AJ - It's a matter of ongoing education. We have operated cloud infrastructure for four years, and we're still learning a lot about the cloud.

There are two things enterprises must battle with. One is legacy - their existing kit is not built to leverage the cloud. Two is release of control. CIOs have important jobs, with thousands of applications under their purview. If there is an issue, it is comforting to know you can walk down the hall and take action. But what we're finding among CIOs is that more are realising the benefits of moving to the cloud are very compelling.

Cloud computing allows you to turn capital expenditure into a variable expense.  It means you can take those valuable software engineers away from managing infrastructure. It means you can apply those engineers to those products that differentiate you.

It allows organisations to move much more quickly. You ask somebody how long it takes to provision a server - sometimes its four weeks or four months. On AWS you can spin up thousands of instances in minutes. You can experiment more frequently. It's often said that innovation usually comes from being able to fail fast, to have lot of opportunities.

In terms of failures, you have to remember that if we have some level of operation problem, we have a significant problem. We have hundreds of thousands of customers relying on our services. We are more incentivised than any other company to fix an issue, because people aren't locked in to using us.

Due to our scale, we are able to pass on lower prices to customers. In most companies, they are only using 20 to 30 percent of their server capacity. In the cloud, we smooth out the peaks and troughs. We utilise infrastructure several orders of magnitude higher than any customer would. So we have a better profit structure, and we can pass on lower prices to customers.

iTnews: Microsoft Azure and Salesforce.com already have data centres offering cloud computing services out of Singapore. How do you intend to compete with them?

AJ - We've always believed there would be a lot of other player perusing this space.
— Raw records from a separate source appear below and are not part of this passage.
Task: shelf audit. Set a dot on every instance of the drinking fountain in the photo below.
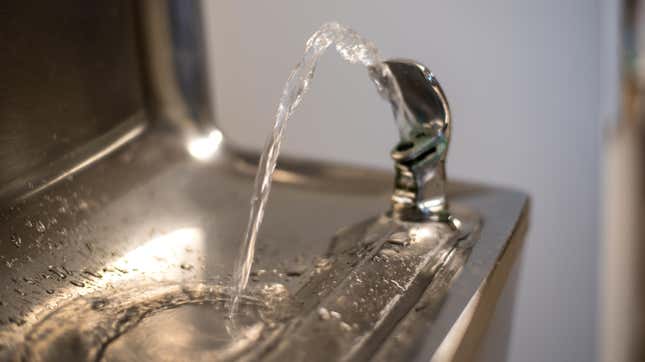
(123, 206)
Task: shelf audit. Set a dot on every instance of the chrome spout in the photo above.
(420, 181)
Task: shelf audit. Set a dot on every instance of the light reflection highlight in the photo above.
(158, 253)
(204, 148)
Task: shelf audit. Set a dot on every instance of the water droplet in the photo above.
(67, 270)
(98, 304)
(16, 240)
(56, 272)
(400, 238)
(388, 253)
(40, 227)
(10, 263)
(323, 314)
(93, 274)
(17, 321)
(77, 283)
(296, 270)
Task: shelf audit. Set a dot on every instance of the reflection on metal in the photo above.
(204, 147)
(419, 192)
(175, 61)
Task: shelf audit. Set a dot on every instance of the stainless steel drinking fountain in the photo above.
(122, 209)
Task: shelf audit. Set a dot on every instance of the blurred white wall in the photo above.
(523, 78)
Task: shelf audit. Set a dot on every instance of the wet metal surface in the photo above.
(151, 213)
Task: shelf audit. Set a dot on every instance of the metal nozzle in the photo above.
(419, 190)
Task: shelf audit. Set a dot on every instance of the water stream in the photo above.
(353, 48)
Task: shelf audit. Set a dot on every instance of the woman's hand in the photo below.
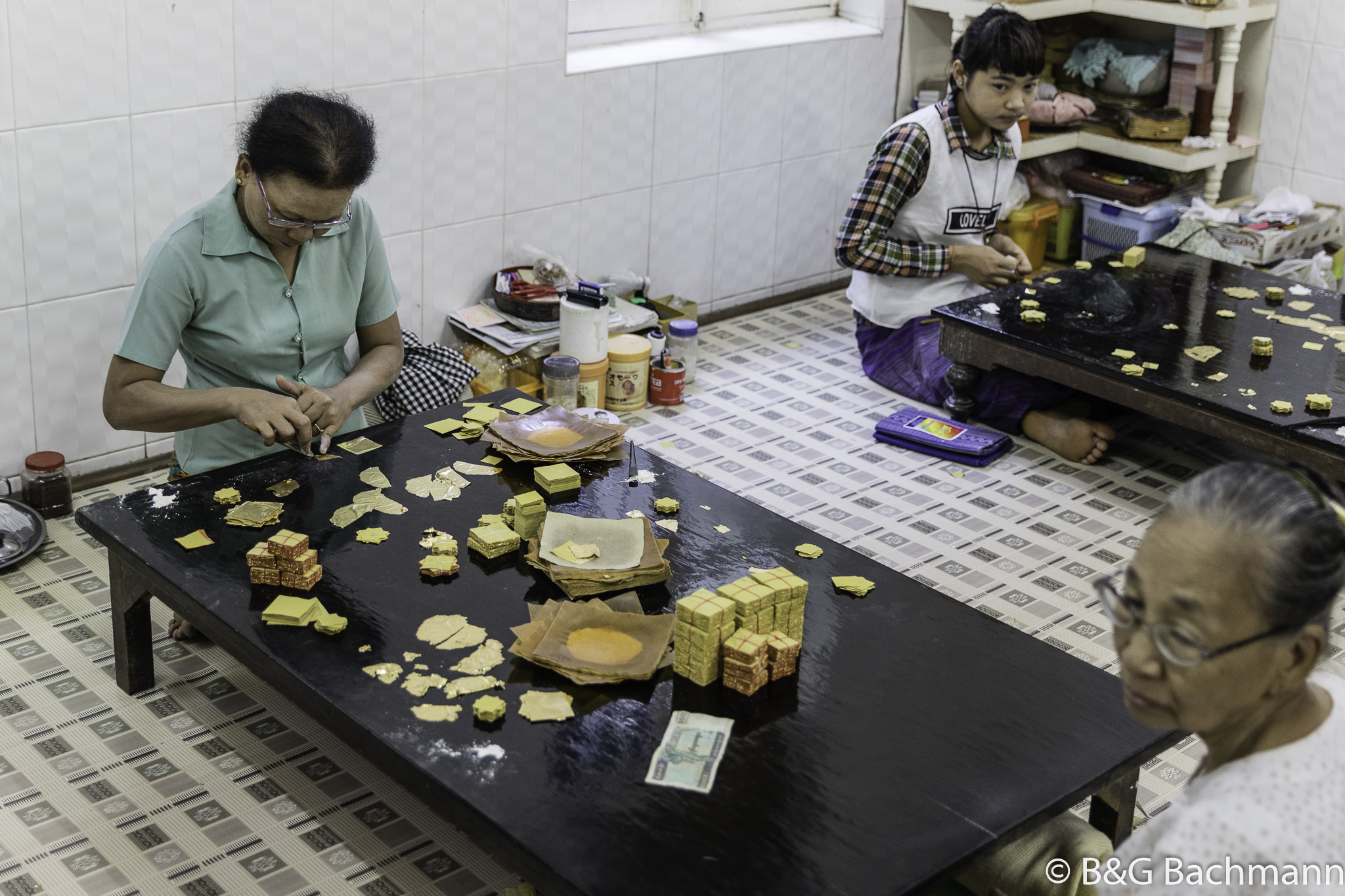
(324, 408)
(1002, 244)
(275, 418)
(985, 265)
First, what is different about what we do is that when we started this business seven years ago, we knew we were very good at running services deep in the stack, and very good at running reliable data centres that are scalable and cost-effective. And we are much better than that now than four years ago - there is an experience factor there.

Second, customers don't want us to choose which operating or development platform they should use. From the get-go we decided that, unlike some of our competitors, we support all the platforms.

iTnews: Is their still room for product innovation in the public cloud or have we made server computing a commodity?

AJ - I believe that in the fullness of time, companies won't want to own data centres. The small number that do will have a smaller footprint than they do today.

I do believe that this will be a high volume, low margin business. We came out of retail first, we understand that kind of business. But it will be interesting to see how many software companies, familiar with high margin businesses, will be comfortable to compete in such an environment.

In this environment, you think about costs and prices very differently.